理科では、人体の器官やそのはたらきについて
各自、工作や詩など、好きなアプローチでまとめ、提出した。

粘土で体内器官の標本を作って写真に撮っている子もいれば、
ていねいな図解をしている子もいる。
うちの子は何かの替え歌を作っていたが、
これが意外と教師にウケたらしく、
実際に歌ってビデオに撮るよう言われたという。

娘の小学校では、5年生になると
子羊の脳を解剖するというのが伝統行事で
娘もかなり楽しみにしていたが、
残念ながらCOVID-19 のおかげでキャンセルになってしまった。

実際の解剖に匹敵するインパクトを期待するのには無理があるが、
子どもたちの想像力と自主性に任せるという意味では
Distance Learning 以前とあまり変わりはない学習環境なのかもしれない。

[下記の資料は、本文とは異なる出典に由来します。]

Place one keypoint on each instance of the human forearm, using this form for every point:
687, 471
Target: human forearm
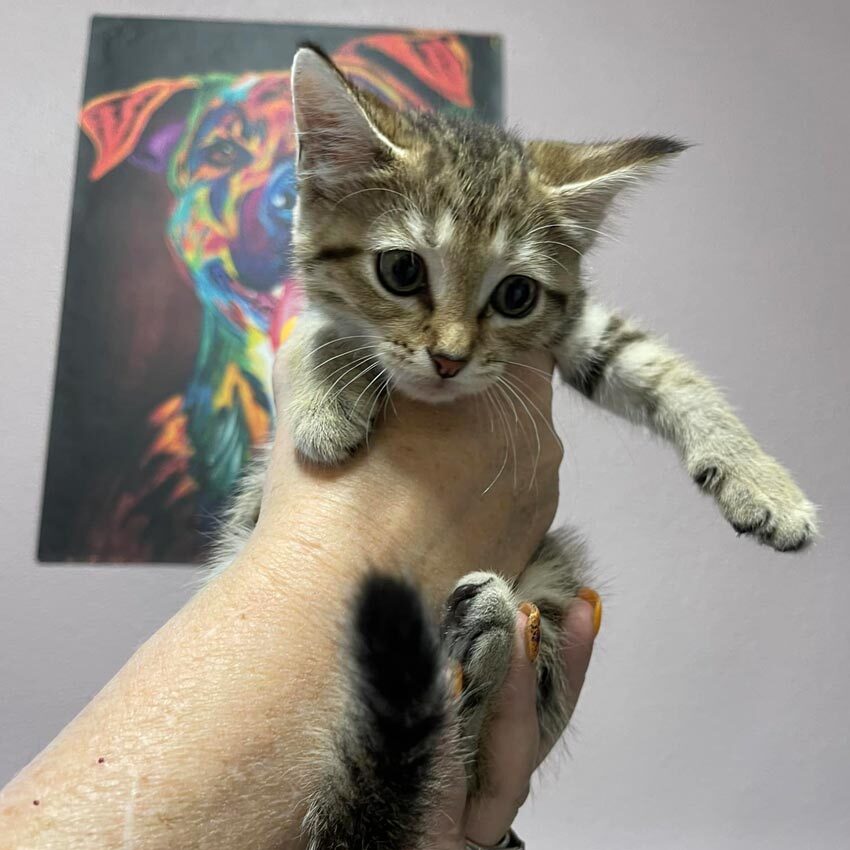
202, 735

まあ、こんなものでしょ、と自分に言い聞かせるようにしていた。

が、ある日、同じスイミング・クラブで
私立学校に通っている子の
ママと話をする機会があり、そうも悠長にかまえていられない気になった。

その子の学校では朝8時半から3時まで
通学していた時と同じスケジュールで
全科目、カレンダー通りにきちんとオンラインで授業をしているという。
体育も音楽も図工も、だ。

公立とはえらい違いだ。。。

普段は私立学校なんて選択肢として考えたこともなかったが、
こういう時にはやっぱり差が出るのだ。

学費を払って私立に通わせていたら
確かに週に2-3回、30分のミーティングでは
親としては不満足だろう。

バーチャルクラスになってからの授業料を
一部払い戻せ、という声も
あちこちの私立校で上がっているというから
学校側も必死だ。

一方で、小学生が一日何時間も
コンピュータの前に座りっぱなしで
学習効果はあるのだろうか、との思いもよぎる。

あとから聞くと、
授業を受けながら別のウインドウやデバイスで
ゲームをしている生徒がいて
保護者を巻き込んでの懇談会に発展したということもあったらしい。

教師の対面時間が長ければいいというものでもないし、
理想の学習環境を望めない現在では
きちんとミーティングに出席して
課題を提出しているだけでも御の字、と
割り切るしかないのだろう。

8月からの新学期には
通常(に近い)授業が始まり、
Distance Learning は3ヶ月でおさらば、
という仮定のもとの話だが。。。